Henderson had stopped, looking at the street set. “There’s nothing behind that, right? You look at those windows, you think there’s a room there. It’s something, how they do that.”
Ben waited.
“You know, it’s a funny thing, people in the field, I’ve seen it happen. They work so many sides, it gets confusing. They don’t know which side they’re on anymore. I think something like that happened to your brother.”
Ben shook his head. “You didn’t know him. We’re alike.”
Henderson raised an eyebrow.
“He knew. It just wasn’t the right side. That was the hard part, figuring that out.”
Henderson took this in, thinking, then started back. “I’m going to put a tail on you.”
“Somebody could pick us off right now, if he wanted. What good would that do?”
“Might make him work a little harder for it. Find a better spot.”
Ben glanced up at the set. “Unless he’s already found it.”
After Henderson left, Ben drifted back toward the Western set. Some workers were trimming branches off the giant cottonwood, the whine of their buzz saw drowning out the carpenters in the partial saloon, all the noises a comfort now, safety in other people. Beyond the cottonwood there was a stand of live oaks, where posses tied up horses for the night, and then the raised wooden sidewalk in front of the general store and the sheriff’s office, lined with hitching rails. Had the real towns been any more substantial? Thrown together in a few weeks, the same dusty clapboard fronts and fading paint. He was standing now in the street where gunfighters faced off, hands hovering near their holsters. He looked down to the corner, half-expecting someone to appear. But it was too soon. There’d be some better plan. From the top of the building, someone with a rifle could take him with a single bullet. One shot, then glide away in the confusion as the carpenters raced out to the street. But it wouldn’t happen that way, either. A hired pachuco at the Cherokee wasn’t enough anymore. How much did Ben know, what had he already told Polly, how far had the stain spread? What Henderson didn’t seem to understand, one reason Ben had set it up this way-first they’d have to talk to him.
He was still at his desk, waiting for the phone to ring, as the production units closed down for the day. He could hear people outside heading for their cars, the line of idling motors at the gate, the lot thinning out. He tried to imagine the call, wondered where the meeting would be set. Why not Paseo Miramar, a sentimental choice. But too public at this hour. When the door opened, no knock, he jerked his head up, every part of him alert.
“I was wondering how long it would take you,” he said.
Liesl hesitated, still holding the doorknob. “I didn’t think I was going to come at all.” She walked in and put the newspaper on his desk, a presentation gesture, Exhibit A.
“You got all dressed up.”
She glanced down at the bare-shouldered evening gown. “Publicity,” she said, offhand, distracted.
“For War Bride? In that? More like Dick Marshall’s bride. How’s that going? Or isn’t it?”

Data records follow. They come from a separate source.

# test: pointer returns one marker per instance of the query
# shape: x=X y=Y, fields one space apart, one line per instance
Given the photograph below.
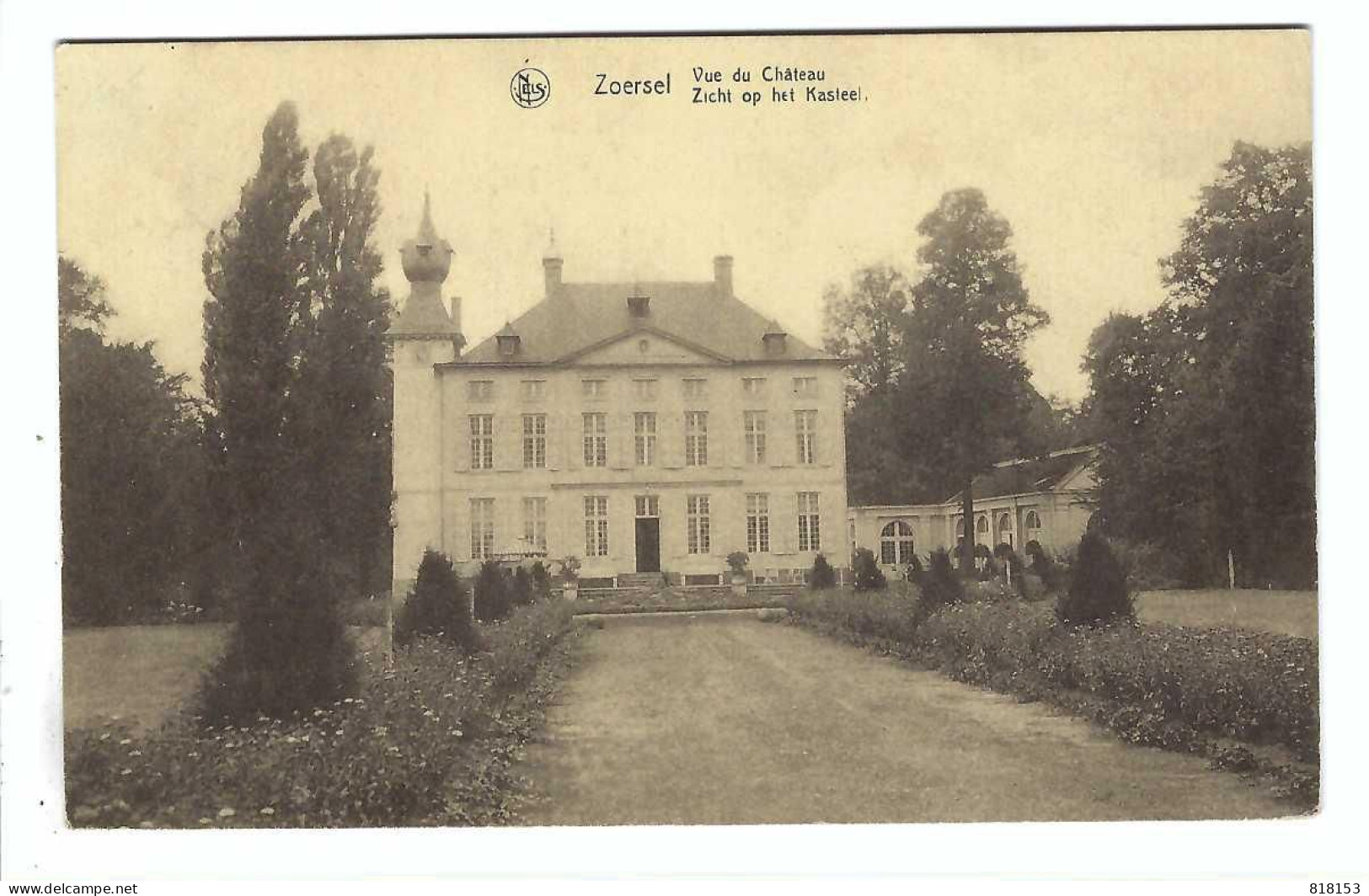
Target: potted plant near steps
x=571 y=578
x=737 y=563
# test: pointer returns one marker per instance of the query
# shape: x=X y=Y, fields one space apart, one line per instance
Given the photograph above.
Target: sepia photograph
x=720 y=429
x=606 y=446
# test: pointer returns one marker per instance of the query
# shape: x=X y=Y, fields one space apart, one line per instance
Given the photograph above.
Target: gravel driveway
x=726 y=720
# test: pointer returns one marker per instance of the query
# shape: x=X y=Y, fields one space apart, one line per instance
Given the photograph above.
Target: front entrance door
x=648 y=545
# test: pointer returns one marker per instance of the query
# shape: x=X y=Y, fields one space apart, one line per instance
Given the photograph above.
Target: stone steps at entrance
x=639 y=580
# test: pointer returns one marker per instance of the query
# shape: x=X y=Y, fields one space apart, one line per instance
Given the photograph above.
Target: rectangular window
x=596 y=525
x=805 y=431
x=482 y=528
x=757 y=523
x=753 y=423
x=644 y=434
x=534 y=523
x=534 y=440
x=482 y=440
x=696 y=438
x=596 y=440
x=696 y=516
x=810 y=538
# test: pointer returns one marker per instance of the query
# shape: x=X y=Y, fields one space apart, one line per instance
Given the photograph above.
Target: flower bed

She stared at him, thrown, not expecting this.
“I told you. It didn’t mean anything,” she said finally.
“Well, neither did I.”
She looked surprised again, slightly lost. “Is that what you think?”
He met her eyes, not moving. “Go on, say it.”
“What?”
“What you were going to say. When you didn’t think you’d come.”
“Bastard. I was going to say what a bastard you are,” she said, emotionless, repeating lines. “To do this to him.”
“He’s dead.”
“And this is the memory you want for him? An informer? So everyone knows,” she said, pointing to the paper, her voice stronger. “And now you’re the good one. It means so much? To be better than him?”
“It’s true. He was an informer.”
“That’s not everything he was.”
“No. Worse.”
She stopped, dropping her hand to her side. “What do you mean, worse?”
“Treason? What every Russian wants to know. What did Henderson call it? Our new order of battle.”
“The list,” she said, ignoring his tone. “You found out who they are?”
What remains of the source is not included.